For the trade-dependent economies themselves, the concentration risk is now measurable. Taiwan's position — with AI-related exports to the US alone touching roughly 14 percent of GDP in a single quarter per the Fed — is the clearest illustration, but South Korea and Vietnam sit on similar vectors of exposure. The upside case is explicit; the downside case is one hyperscaler capex memo away.

Key Takeaways

  • AI-enabling goods climbed from around 13 percent of world trade in 2023 to nearly 17 percent by end-2025, growing 21.9 percent year-on-year in 2025 and accounting for almost half of global trade growth, per the WTO's March 2026 outlook.
  • US data-center spending exceeded half a trillion dollars in 2025, pulling more than USD 272 billion of AI-related goods through cross-border trade in the first half of the year alone — a 65 percent year-on-year jump, according to the Federal Reserve.
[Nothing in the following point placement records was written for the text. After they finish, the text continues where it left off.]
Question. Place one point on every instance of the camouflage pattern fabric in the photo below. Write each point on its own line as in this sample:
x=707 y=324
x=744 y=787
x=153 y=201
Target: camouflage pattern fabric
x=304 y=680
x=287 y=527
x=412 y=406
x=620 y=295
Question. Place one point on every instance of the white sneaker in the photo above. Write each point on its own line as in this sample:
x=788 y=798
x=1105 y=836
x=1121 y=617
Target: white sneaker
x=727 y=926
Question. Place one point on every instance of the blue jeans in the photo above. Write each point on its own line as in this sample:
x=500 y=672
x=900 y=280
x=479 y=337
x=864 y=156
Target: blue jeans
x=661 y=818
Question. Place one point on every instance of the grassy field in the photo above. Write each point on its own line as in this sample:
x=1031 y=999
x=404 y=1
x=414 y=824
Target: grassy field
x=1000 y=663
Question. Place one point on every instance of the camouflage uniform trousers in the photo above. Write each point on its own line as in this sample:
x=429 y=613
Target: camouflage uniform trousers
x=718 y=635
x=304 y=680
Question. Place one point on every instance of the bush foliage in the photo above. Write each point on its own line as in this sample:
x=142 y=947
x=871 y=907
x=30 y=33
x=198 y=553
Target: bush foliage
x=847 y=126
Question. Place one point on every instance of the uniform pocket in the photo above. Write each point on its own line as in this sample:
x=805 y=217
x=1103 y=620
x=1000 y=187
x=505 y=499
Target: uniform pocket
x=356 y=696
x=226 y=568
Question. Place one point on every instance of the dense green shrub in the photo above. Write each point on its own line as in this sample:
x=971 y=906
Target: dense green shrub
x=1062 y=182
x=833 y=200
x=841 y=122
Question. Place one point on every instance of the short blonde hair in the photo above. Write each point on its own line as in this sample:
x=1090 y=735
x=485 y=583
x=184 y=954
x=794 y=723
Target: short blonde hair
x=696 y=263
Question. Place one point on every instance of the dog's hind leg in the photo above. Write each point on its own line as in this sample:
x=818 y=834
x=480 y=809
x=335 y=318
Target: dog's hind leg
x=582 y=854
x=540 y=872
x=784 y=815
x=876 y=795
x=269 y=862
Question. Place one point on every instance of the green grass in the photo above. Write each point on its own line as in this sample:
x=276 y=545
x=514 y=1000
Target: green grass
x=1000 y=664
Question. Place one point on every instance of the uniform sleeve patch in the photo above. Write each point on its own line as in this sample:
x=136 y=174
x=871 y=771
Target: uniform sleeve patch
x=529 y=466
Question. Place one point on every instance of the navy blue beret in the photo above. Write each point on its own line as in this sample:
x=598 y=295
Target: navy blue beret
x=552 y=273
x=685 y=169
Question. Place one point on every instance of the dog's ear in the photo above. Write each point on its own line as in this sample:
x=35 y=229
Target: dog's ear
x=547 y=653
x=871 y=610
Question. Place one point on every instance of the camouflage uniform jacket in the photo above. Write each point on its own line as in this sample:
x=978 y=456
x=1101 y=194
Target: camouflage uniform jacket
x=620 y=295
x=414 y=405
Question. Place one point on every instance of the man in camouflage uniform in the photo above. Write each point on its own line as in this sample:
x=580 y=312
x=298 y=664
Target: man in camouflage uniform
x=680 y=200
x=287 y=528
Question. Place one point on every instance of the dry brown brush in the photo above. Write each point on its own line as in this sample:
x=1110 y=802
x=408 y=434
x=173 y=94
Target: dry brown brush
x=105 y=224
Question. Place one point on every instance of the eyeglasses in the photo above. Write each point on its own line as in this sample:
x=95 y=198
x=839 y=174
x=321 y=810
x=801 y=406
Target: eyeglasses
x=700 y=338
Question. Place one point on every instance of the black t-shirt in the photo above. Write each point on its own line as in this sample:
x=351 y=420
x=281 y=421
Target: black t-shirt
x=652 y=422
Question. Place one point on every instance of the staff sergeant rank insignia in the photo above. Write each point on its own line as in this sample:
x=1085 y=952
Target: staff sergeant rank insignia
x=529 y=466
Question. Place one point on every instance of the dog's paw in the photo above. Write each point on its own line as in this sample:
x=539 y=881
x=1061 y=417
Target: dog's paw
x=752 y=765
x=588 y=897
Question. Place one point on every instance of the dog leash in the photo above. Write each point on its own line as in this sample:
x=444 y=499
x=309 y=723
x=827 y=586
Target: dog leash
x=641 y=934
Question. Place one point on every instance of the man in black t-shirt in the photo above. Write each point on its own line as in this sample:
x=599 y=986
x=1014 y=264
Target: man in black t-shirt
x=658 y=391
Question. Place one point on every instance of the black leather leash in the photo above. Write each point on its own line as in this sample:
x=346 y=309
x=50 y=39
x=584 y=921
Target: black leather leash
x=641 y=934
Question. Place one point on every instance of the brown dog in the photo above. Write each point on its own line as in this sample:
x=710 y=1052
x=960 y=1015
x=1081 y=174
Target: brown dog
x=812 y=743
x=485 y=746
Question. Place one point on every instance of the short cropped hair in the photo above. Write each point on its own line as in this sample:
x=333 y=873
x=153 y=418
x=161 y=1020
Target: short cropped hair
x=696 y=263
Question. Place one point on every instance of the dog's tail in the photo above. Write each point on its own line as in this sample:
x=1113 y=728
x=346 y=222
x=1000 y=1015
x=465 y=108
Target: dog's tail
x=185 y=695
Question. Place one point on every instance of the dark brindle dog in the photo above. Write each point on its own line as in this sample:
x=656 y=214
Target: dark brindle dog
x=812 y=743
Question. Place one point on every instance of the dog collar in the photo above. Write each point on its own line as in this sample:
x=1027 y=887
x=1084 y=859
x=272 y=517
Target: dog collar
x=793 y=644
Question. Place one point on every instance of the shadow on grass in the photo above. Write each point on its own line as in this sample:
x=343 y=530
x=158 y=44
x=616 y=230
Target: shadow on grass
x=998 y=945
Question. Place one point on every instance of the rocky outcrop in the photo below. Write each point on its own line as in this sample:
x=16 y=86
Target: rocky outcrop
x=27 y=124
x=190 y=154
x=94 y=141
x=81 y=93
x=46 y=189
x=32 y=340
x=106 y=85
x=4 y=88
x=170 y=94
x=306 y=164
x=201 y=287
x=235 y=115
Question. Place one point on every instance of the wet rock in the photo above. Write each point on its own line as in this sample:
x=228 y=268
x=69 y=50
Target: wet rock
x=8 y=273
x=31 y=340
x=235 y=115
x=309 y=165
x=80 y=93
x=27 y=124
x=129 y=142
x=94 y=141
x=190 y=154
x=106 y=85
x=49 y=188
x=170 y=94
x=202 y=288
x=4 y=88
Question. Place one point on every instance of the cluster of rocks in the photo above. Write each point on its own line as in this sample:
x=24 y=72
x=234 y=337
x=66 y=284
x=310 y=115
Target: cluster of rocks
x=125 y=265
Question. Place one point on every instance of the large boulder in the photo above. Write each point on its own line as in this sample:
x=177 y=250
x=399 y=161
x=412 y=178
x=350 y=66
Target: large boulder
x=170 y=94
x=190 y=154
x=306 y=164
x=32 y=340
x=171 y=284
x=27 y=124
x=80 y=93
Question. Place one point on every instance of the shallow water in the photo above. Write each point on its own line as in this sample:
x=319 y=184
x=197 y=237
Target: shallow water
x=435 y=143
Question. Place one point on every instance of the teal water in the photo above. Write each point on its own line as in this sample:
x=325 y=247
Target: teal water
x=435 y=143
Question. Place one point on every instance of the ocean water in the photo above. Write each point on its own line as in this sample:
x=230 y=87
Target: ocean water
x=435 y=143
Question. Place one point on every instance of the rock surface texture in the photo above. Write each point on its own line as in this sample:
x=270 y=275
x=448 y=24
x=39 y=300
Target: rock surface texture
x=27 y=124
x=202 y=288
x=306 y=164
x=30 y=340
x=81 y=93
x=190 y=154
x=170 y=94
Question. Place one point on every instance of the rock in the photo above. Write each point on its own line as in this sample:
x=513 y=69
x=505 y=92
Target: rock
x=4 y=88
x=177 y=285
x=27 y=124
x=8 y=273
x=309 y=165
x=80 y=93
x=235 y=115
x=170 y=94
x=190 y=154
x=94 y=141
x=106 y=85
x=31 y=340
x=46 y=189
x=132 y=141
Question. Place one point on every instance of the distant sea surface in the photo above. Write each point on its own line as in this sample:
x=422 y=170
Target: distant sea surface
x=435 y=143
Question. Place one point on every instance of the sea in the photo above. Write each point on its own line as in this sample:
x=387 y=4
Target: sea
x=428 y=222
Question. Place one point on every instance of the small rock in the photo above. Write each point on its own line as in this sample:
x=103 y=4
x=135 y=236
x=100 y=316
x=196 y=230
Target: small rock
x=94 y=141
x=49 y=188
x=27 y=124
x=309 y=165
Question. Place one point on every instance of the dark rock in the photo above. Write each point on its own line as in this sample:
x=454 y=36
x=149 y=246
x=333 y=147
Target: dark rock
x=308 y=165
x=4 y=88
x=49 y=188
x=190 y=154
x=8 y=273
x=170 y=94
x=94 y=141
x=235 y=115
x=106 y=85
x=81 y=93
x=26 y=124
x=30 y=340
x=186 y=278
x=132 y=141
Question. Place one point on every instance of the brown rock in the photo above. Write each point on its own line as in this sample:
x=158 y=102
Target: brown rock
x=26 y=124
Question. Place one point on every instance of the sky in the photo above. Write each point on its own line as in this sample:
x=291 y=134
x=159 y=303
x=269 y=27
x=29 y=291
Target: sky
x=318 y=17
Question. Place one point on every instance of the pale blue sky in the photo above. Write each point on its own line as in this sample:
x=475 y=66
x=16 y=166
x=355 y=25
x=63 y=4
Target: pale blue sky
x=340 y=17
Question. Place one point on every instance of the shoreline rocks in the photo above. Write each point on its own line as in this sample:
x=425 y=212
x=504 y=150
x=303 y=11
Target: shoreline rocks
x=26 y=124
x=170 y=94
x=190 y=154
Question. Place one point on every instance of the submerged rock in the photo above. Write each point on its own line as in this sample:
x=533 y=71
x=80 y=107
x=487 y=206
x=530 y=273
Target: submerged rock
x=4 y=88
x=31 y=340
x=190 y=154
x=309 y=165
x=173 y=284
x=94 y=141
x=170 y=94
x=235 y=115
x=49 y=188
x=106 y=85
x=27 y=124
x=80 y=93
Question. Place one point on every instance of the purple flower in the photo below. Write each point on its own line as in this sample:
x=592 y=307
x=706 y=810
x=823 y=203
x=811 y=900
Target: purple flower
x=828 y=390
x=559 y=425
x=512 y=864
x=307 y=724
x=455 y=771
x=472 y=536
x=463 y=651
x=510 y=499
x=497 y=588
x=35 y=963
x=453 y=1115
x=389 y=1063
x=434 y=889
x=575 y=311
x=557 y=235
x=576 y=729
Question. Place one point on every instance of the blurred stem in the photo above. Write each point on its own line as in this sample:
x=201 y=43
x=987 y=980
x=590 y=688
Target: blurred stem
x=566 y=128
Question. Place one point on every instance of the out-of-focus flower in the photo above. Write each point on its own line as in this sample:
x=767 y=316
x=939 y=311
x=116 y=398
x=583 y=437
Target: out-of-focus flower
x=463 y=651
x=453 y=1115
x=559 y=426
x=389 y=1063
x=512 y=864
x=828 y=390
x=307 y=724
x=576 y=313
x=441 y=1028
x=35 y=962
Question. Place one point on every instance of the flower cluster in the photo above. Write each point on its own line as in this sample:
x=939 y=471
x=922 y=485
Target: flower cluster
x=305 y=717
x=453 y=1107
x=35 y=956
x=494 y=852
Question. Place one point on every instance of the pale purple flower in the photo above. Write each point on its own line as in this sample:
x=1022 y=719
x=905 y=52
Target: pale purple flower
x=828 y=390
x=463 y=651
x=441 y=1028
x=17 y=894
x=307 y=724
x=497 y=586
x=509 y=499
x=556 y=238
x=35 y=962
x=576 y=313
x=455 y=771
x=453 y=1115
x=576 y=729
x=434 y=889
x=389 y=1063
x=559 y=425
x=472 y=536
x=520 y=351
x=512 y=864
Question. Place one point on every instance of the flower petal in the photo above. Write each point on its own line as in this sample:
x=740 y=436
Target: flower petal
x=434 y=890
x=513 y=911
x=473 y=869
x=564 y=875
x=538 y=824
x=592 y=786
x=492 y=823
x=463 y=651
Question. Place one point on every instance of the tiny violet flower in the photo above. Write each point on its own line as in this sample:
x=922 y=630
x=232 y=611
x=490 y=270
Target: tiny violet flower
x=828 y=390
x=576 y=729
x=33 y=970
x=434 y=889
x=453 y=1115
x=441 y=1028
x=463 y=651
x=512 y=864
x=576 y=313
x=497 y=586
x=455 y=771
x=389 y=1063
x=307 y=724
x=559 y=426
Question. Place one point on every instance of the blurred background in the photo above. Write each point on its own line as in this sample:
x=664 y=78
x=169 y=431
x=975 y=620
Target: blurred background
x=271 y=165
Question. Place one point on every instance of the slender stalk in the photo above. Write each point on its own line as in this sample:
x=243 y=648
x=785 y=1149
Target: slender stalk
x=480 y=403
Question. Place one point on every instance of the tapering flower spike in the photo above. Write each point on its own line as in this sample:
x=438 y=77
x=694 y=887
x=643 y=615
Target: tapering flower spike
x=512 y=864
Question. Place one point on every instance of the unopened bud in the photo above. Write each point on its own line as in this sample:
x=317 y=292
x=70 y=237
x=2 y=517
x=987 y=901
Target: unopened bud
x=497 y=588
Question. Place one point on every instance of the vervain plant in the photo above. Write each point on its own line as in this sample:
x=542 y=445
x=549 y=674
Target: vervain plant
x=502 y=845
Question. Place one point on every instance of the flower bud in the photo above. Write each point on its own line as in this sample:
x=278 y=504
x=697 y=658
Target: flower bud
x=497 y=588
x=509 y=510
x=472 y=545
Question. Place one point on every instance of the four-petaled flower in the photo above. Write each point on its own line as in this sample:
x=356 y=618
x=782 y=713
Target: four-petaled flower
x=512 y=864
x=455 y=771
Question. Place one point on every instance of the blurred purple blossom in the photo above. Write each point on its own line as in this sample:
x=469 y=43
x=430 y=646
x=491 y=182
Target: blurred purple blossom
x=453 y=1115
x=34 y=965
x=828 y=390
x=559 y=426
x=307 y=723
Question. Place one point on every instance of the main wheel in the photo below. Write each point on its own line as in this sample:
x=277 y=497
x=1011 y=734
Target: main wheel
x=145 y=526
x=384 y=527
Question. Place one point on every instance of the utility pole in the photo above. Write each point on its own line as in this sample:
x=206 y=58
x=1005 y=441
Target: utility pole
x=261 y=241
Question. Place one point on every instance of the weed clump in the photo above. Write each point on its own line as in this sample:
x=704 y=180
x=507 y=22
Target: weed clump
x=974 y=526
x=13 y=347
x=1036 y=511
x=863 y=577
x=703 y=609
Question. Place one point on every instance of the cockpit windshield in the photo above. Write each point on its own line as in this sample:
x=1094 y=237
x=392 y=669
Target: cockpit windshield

  • Asia accounts for 62 percent of AI-enabling trade and contributed 71 percent of total merchandise trade growth in 2025 (WTO); Taiwan's AI exports to the US alone touched roughly 14 percent of its GDP in Q2 2025 (Fed).
  • The surrounding trade system is fragmenting: the share of world trade under most-favoured-nation treatment fell from 80 percent in 2024 to around 72 percent by early 2026, US imports from China fell 29 percent in 2025, and AI-specific quantitative restrictions climbed from 130 in 2012 to nearly 500 in 2024 (WTO).
  • A Middle East energy-price scenario could shave 0.5 percentage points from the WTO's 1.9 percent baseline 2026 merchandise trade forecast, with compounding risk if MFN erosion continues (WTO).